そしてもっと、もっととどんどん深く唇を重ね、互いの下を絡め合う。
今、俺の中に高まってくる感情。
それはキスをする前とは違う感情。
とても心地よくて、そして―――――――
【ねぇルチェル……俺の事、抱ける?】
淫らに俺を壊してい―――――
「はっ……!!!」
ブランとルチェルのイベント。
それをまるでゲームの画面越しではなくまるで壁になって二人を見守っているかのような感じで眺めていた私。

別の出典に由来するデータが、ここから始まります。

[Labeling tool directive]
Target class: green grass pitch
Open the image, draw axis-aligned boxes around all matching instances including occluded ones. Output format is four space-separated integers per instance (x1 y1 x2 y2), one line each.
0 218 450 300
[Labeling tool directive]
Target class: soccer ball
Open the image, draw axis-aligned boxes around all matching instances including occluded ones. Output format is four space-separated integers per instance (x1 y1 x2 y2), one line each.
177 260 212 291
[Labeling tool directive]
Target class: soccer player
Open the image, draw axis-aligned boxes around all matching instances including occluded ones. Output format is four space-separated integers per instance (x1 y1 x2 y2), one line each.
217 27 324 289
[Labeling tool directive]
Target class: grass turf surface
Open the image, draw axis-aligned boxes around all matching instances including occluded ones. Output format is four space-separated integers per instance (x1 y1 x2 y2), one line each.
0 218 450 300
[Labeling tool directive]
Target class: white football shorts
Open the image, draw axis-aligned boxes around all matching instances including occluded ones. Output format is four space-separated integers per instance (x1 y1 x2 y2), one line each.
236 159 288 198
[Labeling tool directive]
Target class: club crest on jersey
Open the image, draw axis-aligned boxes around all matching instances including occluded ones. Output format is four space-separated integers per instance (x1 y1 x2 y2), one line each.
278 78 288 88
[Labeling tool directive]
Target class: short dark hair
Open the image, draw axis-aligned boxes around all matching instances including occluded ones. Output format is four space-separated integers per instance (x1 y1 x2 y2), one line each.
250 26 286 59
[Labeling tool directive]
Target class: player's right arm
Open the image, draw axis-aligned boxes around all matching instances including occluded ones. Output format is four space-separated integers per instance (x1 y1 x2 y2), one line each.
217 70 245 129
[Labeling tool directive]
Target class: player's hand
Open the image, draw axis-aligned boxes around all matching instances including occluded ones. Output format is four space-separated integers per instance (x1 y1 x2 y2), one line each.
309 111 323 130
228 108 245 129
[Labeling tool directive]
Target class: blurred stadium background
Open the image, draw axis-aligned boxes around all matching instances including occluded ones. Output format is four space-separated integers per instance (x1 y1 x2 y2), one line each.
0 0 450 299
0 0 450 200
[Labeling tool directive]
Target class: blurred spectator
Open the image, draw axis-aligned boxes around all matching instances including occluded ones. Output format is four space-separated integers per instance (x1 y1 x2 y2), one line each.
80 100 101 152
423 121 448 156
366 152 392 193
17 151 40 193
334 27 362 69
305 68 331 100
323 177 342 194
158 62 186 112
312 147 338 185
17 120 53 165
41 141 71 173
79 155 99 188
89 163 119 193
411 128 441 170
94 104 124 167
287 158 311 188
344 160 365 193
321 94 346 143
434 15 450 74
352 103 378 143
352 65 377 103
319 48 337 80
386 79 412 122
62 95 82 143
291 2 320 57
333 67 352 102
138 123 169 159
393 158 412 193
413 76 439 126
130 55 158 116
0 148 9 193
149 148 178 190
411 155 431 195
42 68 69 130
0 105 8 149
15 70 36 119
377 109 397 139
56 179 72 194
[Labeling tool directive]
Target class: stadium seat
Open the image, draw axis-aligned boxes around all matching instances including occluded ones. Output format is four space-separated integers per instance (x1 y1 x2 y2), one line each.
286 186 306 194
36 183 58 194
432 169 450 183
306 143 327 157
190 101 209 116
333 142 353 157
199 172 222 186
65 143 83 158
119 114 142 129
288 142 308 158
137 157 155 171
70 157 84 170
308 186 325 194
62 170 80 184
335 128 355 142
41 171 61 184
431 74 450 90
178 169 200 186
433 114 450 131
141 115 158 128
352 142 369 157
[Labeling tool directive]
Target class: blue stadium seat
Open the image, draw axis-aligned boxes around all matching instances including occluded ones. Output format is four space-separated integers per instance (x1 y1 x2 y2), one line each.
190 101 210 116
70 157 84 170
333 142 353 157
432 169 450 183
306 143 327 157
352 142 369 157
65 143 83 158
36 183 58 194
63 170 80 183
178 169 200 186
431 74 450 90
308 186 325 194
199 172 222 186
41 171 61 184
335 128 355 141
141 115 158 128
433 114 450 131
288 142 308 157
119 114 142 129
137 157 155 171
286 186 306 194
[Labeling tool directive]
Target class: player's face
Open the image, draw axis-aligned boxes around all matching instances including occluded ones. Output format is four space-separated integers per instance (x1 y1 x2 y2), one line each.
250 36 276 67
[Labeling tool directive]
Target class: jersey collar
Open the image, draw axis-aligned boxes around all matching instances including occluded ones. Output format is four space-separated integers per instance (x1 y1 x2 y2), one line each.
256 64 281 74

けれどそれはこれから18禁シーンに突入しようというところで終わってしまい、今まで見ていたのが夢であったことを理解させられた。
(ゆ、夢でよかった……。)
ゲームのシナリオ通りのブランの語り。
けれど夢と今のブランは違う。
研究のためにと誰でもいいから手を出すような真似は家族として好ましいはずがない。
(さて、そんなことになる前にブランを探しに―――――――って、ん?)
ブランを探しに行こうと思い上体を起こしたその次の瞬間だった。
(首輪がついてるぅぅぅぅ!!!)
私はなぜか肌着姿な上、鎖付きの首輪でベッドの上につながれていることことに気づく。
一体何がどうしてこんな状態になったというのだろうか。
というかこれは一体何プレイなのだろうか。
なんて思って衝撃を受けていたその時だった。
どうやら私のいる部屋はまた別の部屋ともつながっているらしく、扉が少しだけ空いているせいかそちらから声が聞こえてくる。
一体何の声かと思い、扉に近づいたその時だった。
私の背後から勢いよく手が伸びてきて、その手が扉を閉めてしまった。
「駄目よ、私のかわい子ちゃん。あっちの部屋は今とぉっても気持ちいことをしている最中の人たちばかりなの。邪魔しちゃ悪いでしょ?」
ひどく艶やかな声を耳元で囁かせてくる女性。
それはとても警戒心を抱かずにはいられないライラ夫人の声だった。
そして恐る恐る振り返るとライラ夫人は女性の私ですらドキッとしてしまうような下着姿で私の身体を夫人と扉で挟みこんでいたのだった。